After the financial crash of 2008, a lot of people were forced to take temporary jobs

Many of them have found themselves stuck in the temporary jobs market, although they aren’t natural temps. They don’t actually want to keep changing employers or integrating into a whole different team. In their hearts, these people are permies and there are several aspects of temping they find particularly stressful.

So keen to be permanent, they think they are

Working habits die hard and many “forced” temps only have to be assigned for a short time before they start thinking of themselves as permanent staff. Key signs include talking about “we” and “us”, making far too much effort at office socials and starting to store condiments in their desk drawer. Then one day, they’re told thanks, see you around, and are devastated. The key point to remember is if you’re temporary, don’t engage until you’re engaged.

Effectively they have two employers

Temps have to satisfy the client by doing a great job, so that the agency hears good things. They also have to keep the agency itself happy. There’s more to this than not messing up the timesheets and annoying the controller. For instance, the temp must take care not to work so effectively that they get the assignment done too quickly and cut the billing period for the agency.

Dress down doesn’t apply to temps

Every day, the temp needs to show the employer what they are getting for their money. The simplest way to do this is to dress just one degree smarter than the permanent staff. This shows that you haven’t relaxed into the role, even though the employer has a dress down code. If a temp starts dressing casually, it’s an irritating reminder to management that they are now taking their position for granted.

Some people can’t do cultural change

The type of person who always stays in a particular hotel chain, no matter where they go on holiday, is the kind of person who is going to find temping difficult. It’s not the work – a spreadsheet is a spreadsheet at the end of the day. It’s the fact that they have to get to grips with a completely different culture every time the start a new assignment. The culture affects everything, from what time people show up for work, to what they eat for lunch, to how they behave in meetings.

The sort of person who doesn’t really like going on holiday, unless it’s to somewhere familiar, is going to be ultra uncomfortable moving from one workplace to another.
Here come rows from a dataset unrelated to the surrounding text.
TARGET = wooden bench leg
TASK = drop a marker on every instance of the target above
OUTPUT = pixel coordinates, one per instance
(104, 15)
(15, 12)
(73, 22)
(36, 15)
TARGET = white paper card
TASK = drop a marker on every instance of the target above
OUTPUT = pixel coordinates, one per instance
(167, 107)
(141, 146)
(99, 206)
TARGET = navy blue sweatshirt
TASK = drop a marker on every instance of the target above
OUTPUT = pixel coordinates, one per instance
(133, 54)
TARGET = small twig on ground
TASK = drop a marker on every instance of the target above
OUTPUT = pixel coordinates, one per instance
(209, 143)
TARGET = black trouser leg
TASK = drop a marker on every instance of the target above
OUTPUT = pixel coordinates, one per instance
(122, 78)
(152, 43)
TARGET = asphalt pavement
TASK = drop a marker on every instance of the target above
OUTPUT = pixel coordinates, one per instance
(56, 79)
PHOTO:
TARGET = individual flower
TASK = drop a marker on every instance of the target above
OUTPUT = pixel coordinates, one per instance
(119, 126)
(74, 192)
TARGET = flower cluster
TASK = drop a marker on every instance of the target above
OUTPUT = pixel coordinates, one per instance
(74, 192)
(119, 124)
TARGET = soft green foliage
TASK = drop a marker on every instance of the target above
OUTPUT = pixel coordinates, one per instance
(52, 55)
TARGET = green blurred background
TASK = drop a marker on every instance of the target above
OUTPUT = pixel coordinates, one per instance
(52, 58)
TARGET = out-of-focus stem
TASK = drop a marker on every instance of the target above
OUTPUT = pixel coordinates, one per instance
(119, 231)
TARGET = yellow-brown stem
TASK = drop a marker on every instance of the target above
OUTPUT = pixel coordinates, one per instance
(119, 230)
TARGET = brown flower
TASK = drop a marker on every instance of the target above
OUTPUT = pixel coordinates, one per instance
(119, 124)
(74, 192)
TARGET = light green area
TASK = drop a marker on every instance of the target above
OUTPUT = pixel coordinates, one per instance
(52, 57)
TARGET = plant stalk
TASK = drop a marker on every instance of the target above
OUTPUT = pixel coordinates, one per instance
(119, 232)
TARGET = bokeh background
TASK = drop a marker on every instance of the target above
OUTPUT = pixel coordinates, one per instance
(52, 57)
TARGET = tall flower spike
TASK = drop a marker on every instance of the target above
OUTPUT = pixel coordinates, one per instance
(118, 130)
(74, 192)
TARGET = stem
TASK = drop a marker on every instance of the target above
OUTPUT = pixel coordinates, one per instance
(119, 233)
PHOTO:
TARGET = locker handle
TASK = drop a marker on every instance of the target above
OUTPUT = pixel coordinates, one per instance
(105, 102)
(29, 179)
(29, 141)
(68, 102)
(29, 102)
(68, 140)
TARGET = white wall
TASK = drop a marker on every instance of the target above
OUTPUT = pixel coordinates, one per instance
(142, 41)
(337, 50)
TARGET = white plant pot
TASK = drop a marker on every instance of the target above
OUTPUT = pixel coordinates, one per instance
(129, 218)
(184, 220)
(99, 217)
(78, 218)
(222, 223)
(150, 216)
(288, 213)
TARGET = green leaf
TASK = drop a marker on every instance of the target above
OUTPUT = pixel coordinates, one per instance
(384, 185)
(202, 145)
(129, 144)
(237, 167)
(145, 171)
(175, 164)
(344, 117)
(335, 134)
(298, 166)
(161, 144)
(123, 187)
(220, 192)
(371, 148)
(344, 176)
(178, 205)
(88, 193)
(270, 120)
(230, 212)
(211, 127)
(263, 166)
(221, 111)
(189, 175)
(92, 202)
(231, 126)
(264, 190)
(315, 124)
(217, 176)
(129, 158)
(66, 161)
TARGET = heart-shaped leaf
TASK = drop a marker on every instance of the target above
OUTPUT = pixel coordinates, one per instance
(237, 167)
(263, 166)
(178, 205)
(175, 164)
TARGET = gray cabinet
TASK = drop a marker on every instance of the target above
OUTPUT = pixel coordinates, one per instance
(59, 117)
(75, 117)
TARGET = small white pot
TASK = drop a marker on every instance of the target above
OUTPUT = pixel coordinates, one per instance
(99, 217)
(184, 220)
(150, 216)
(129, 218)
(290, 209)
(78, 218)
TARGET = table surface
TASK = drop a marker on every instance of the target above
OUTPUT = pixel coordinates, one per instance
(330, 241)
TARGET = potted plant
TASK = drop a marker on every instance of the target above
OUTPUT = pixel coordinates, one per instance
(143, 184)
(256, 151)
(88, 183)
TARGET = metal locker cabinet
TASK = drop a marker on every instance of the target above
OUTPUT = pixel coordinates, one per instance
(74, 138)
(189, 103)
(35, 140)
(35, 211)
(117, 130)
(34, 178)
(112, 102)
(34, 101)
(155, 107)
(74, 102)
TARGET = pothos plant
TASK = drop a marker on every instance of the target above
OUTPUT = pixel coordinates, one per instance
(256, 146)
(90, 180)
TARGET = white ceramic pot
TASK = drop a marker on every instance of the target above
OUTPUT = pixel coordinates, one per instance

You can’t say that this affects older temps more, because some older workers are keen to try new things. People who have spent years temping, though, may have become somewhat jaded and may appear a little unexcited at the latest corporate craze.

Temps can contribute more than skills

Temps can bring in better ways of doing things, that they’ve learned elsewhere. They may be able to suggest new solutions to longstanding problems. Precisely because they’ve seen it all before, they can be better at keeping a level head in a crisis.

This doesn’t alter the fact that many of them would much rather have a permanent job.